Compartment syndrome happens when an inordinate pressing factor develops inside an encased muscle space in the human body. Compartment syndrome happens because of swelling and bleeding after wounds.

It can grow from within the injury, because of pressure from edema and bleeding. The arms, legs, and abdomen are the most susceptible to the development of compartment syndrome.

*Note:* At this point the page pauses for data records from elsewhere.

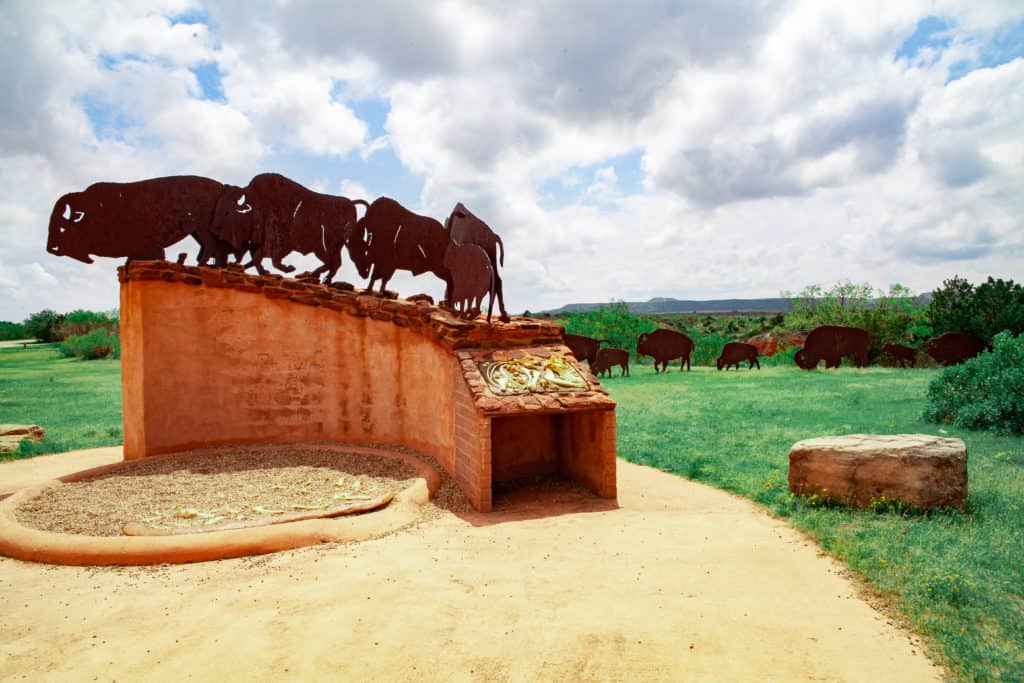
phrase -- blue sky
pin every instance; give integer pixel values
(714, 151)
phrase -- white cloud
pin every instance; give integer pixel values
(781, 143)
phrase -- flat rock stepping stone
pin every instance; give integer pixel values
(11, 435)
(922, 470)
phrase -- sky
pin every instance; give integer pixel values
(726, 148)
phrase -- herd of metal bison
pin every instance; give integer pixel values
(829, 343)
(273, 216)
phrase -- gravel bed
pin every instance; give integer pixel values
(204, 489)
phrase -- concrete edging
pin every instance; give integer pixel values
(39, 546)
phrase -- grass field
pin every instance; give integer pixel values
(957, 578)
(78, 402)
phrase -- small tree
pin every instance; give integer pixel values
(43, 325)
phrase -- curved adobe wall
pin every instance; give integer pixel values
(213, 356)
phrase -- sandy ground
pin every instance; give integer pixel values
(678, 582)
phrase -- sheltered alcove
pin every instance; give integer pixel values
(217, 356)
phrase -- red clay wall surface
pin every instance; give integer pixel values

  • Acute. This is the most well-known type of compartment disorder. A broken arm or leg is one of the main causes of acute compartment syndrome. This grows quickly over hours or days.
  • Chronic. It evolves over days or weeks. It may be caused by strong or normal exercise and it is also known as exertional compartment syndrome. The affected areas are the thigh, leg, or buttocks.
  • Abdominal. It generally evolves after a medical surgery, serious injury, or during a crucial disease. As the force in the abdominal compartment arises, the bloodstream to and from the abdominal organs is decreased. Some organs like kidneys and liver might be harmed or permanently impaired. 


Acute symptoms:

  • Constant deep cramp in a leg or arm.
  • Pain that appears to be more prominent than anticipated for the seriousness of the injury. 
  • A tingling sensation, numbness, or electricity-like pain in the limb.
  • Wounding, tightness, or swelling.

Chronic symptoms:

  •  Worsening aching in the affected muscle within a half-hour from the start of exercise

Abdominal symptoms:

  • Low blood pressure
  • Urine that stops
  • Distended abdomen
  • Wincing when the abdomen is squeezed


A physician may assume syndrome according to the type of injury, an individual’s illustration of signs, and a physical check-up. 

Imaging tests and laboratories assist the diagnosis of this. However, no single test or direct pressure estimation can make the abdominal compartment syndrome diagnosis.


Treatment for this syndrome is centered on decreasing the uncertain pressure in the body’s compartment. It is necessary to remove casts or splints that constrict the injured portion of the body. 

Treatment for acute:

  • It needs an instant operation to lessen the compartment pressure.

Treatment for chronic:

  • It can be treated by preventing the physical activities that caused it.

Treatment for abdominal:

  • Life Support measure
  • Medication to sustain blood pressure
  • Kidney replacement treatment
  • Operations that will open the abdomen to lessen the compartment syndrome pressures are required.